A mother from New York was expecting her second child when, just weeks before the delivery, she found out that something in her body was putting her and her unborn baby boy at risk. But, this medical issue had nothing to do with her baby, instead, there was something wrong with her own health that nobody could have expected. “I was taken by surprise. This is nothing I thought would happen,” mom Carrie Thornley Fisher said. I was taken by surprise. This is nothing I thought would happen,” said Carrie Thornley Fisher. “I was short of breath. I couldn’t lay flat. I couldn’t even go down the stairs.”
It turned out that Carrie was experiencing advanced heart failure. “When she arrived, she was so sick that at the time, the safest thing to do was to deliver the baby and take away some of the stress from her heart,” Dr. Courtney Olson-Chen, who is a high-risk pregnancy specialist at the University of Rochester Medical Center, said. Then, on July 11, Carrie was able to deliver a healthy baby, Trevor. Trevor would leave the hospital to go home with his father and big sister, but Carrie couldn’t come, she had remained in intensive care. “We started thinking what do we do to treat the heart so it can keep working, and we realized the answer was a transplant,” Dr. Hima Vidula, who is a heart transplant specialist at URMC, said.

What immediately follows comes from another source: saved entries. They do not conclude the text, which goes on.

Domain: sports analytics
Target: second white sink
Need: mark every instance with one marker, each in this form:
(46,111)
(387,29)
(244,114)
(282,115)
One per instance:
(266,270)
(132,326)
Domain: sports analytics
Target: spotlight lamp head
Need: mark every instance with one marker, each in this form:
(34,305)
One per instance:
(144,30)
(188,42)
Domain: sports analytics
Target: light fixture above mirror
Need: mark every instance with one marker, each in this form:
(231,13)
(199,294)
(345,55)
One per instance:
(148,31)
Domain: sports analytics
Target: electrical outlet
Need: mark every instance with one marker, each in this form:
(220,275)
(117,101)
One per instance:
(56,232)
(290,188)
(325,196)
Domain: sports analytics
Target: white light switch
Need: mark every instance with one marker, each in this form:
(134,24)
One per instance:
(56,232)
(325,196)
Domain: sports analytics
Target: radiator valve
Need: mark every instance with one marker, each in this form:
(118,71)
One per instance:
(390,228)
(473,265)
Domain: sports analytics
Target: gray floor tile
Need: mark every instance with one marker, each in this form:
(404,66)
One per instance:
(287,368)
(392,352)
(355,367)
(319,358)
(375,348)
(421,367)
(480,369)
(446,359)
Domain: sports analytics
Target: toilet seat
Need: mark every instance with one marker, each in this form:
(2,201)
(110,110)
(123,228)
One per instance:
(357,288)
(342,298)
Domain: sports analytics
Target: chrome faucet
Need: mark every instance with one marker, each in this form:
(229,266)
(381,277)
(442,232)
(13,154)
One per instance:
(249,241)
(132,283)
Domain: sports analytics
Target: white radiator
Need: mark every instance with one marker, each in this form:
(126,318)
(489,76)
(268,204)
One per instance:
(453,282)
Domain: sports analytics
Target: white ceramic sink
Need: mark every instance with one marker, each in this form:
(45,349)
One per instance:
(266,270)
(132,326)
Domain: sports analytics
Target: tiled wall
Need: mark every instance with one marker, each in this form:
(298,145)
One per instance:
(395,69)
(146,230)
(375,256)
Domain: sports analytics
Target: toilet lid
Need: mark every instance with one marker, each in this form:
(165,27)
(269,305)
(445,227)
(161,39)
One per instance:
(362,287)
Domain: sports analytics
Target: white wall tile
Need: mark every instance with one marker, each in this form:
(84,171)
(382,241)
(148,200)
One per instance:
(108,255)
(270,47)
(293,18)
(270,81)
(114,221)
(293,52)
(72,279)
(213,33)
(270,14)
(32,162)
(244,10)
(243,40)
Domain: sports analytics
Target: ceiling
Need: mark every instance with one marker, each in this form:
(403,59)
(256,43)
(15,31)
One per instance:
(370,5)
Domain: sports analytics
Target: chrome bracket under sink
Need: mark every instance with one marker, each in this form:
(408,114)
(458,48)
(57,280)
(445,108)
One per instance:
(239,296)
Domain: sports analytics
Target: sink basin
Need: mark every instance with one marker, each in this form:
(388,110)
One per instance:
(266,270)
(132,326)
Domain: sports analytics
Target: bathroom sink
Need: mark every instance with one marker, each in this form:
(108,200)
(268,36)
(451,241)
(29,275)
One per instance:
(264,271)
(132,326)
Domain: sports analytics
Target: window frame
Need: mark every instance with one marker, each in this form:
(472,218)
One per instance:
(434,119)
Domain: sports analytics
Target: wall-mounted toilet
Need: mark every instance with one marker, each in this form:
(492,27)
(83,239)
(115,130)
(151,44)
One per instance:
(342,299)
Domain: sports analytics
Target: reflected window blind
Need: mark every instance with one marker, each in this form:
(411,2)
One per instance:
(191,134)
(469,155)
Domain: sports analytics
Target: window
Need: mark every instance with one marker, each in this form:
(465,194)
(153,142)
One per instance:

For most of the next two months, Carrie had to be hooked to a special machine that provided oxygen to her blood. Staying healthy during that time was excruciating. “Just waiting day by day for a heart. it’s a very tough situation when you have a two-year-old and newborn at home,” Carrie said. And this wasn’t her first health scare. In fact, Carrie has fought tough odds before. The chemotherapy that helped cure her leukemia ten years ago may have been what was behind her heart failure now. On September 19, doctors were able to save Carrie’s life again with a transplant. Becoming healthy again with her new heart took another month of intense rehabilitation. “Carrie showed a lot of strength. She went through a lot,” Dr. Vidula said. “It’s really hard for a new mother to be at the hospital and not be able to be at home with the baby.” But, even though it wasn’t easy, Carrie said that she had three very good reasons to work very hard at getting healthy. Not only is she thankful for her family, but Carrie also had a lot of support from the surrounding community. “The power of the community is huge. People you don’t even know are praying for you,” she said as she was overcome with emotion. “They really want what’s best for you and they don’t even know you.”